Franz Müntefering: Mehr Demokratie wagen in NRW

Zur Entscheidung des Verfassungsgerichtshofes NRW von heute erklärt der Vorsitzende der Sozialdemokratischen Partei Deutschlands, Franz Müntefering:

CDU-Rüttgers und FDP-Wolf, der Ministerpräsident und der Verfassungsminister in Nordrhein-Westfalen haben es nun schriftlich vom Verfassungsgerichtshof NRW:
Die 426 Räte und Kreistage in Nordrhein-Westfalen, die Oberbürgermeister und Bürgermeister, die am 21.10.2009 ihre Ämter antreten sollen, dürfen nicht schon 4 ½ Monate vorher – am 7. Juni – gewählt werden.
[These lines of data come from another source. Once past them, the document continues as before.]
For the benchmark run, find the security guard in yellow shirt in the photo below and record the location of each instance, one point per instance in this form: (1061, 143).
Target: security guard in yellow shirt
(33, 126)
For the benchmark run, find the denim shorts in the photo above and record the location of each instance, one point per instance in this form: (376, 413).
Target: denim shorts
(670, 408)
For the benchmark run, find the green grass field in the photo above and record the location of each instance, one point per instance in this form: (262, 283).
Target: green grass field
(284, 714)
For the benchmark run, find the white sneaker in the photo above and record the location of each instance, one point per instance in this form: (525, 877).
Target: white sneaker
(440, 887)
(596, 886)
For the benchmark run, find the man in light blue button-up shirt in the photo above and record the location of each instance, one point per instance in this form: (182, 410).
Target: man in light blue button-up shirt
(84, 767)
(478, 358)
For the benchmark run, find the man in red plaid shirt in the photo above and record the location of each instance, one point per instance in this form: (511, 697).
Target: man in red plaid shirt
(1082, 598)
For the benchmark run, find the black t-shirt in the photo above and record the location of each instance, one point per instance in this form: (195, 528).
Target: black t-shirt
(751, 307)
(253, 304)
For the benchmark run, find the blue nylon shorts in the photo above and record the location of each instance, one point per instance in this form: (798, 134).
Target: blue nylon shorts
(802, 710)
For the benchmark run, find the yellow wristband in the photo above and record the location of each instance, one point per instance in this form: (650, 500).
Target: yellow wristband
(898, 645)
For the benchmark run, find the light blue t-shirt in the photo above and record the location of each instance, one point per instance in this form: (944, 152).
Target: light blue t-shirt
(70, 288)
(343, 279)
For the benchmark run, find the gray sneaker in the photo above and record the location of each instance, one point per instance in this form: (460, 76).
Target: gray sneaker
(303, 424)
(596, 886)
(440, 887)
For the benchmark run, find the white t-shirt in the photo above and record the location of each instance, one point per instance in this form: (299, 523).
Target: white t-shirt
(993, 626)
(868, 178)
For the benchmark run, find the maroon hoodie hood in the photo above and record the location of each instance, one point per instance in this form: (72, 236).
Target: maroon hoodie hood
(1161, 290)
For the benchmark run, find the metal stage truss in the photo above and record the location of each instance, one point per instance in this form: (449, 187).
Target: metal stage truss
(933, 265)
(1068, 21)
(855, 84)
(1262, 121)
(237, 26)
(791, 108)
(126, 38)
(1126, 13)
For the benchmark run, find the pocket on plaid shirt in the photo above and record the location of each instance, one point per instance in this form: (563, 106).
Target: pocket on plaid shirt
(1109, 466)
Als Lösung bietet sich an und leuchtet schon bisher Demokratinnen und Demokraten sofort ein: Der Termin der Bundestagswahl am 27. September 2009 liegt ideal für eine Kommunalwahl in Nordrhein-Westfalen am selben Tage.

Rüttgers und Wolf müssen ihre Niederlage eingestehen und sollten sofort erklären, dass die Kommunalwahl NRW am 27. September stattfinden wird. Jedes Zögern verstärkt den Eindruck, dass hier bewusst Wahlrecht gebeugt werden soll.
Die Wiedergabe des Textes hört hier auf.